On Monday, rumors swirled that Microsoft was preparing to release a particularly noteworthy software patch for a serious vulnerability in its Windows operating system.
“I get the impression that people should perhaps pay very close attention to installing tomorrow’s Microsoft Patch Tuesday updates in a timely manner,” tweeted Will Dormann, a vulnerability analyst at CERT-CC, a computer security-focused arm of the Pittsburgh-based nonprofit Software Engineering Institute. “Even more so than others. I don’t know… just call it a hunch? ¯_(ツ)_/¯”
Dormann’s “hunch” proved valid: In a Tuesday bulletin, Microsoft revealed the details of a troubling spoofing vulnerability. If exploited by attackers, the flaw would enable them to trick people into downloading malicious files that appeared to be from trusted sources. Microsoft urged customers in a blog post to “update their systems as quickly as practical.” (The company noted that it had “not seen it used in active attacks.”)

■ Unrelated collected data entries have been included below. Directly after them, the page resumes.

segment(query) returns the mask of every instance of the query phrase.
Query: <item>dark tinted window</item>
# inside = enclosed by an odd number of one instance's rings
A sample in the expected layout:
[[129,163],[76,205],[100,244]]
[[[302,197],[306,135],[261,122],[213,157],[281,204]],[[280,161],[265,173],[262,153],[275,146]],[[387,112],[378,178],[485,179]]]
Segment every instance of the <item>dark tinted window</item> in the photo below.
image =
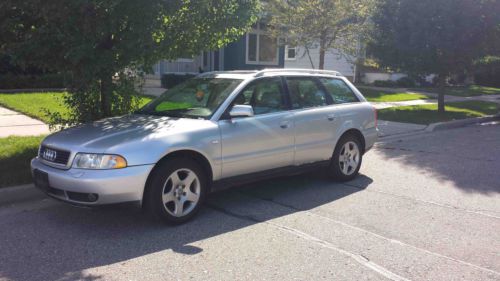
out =
[[344,81],[335,78],[321,78],[320,81],[325,85],[334,103],[359,102],[358,97]]
[[292,108],[325,106],[326,95],[316,80],[305,77],[286,78]]
[[255,115],[287,109],[280,78],[252,82],[236,97],[233,104],[251,105]]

For those of us who are neither hackers nor systems administrators, the most interesting aspect of the flaw was the origin of its discovery: the U.S. National Security Agency. (Kudos to Brain Krebs, an independent investigative reporter, for connecting the dots about this earlier than others.)
This is the first time Microsoft has publicly credited the NSA for disclosing a software vulnerability to the company. (Longtime readers of this newsletter may recall an apparent backchannel between the NSA and Microsoft that seemed to avert a potential security disaster in 2017.) Historically keeping to itself, the NSA—jokingly referred to as No Such Agency—has broken with tradition.
This is not your parent’s NSA. The shadowy agency’s reputation was in shambles after former contractor Edward Snowden began leaking loads of internal documents detailing its practices and capabilities in 2013. In the years since, the NSA has been attempting to refurbish its public image, speaking more openly and showing up, undisguised, at industry events. Now, with the Microsoft patch, we see it even seeking recognition for its security findings.
Heck, Rob Joyce, former White House cybersecurity czar and NSA’s most public face, is now inviting people to drop by the NSA’s table to pick up “swag” at the cybersecurity industry’s RSA Conference in March. (Apparently, the agency will be giving out “I patched” stickers; similar to “I voted” stickers, but much, much nerdier.)
As businesses patch their computers, the NSA patches its reputation.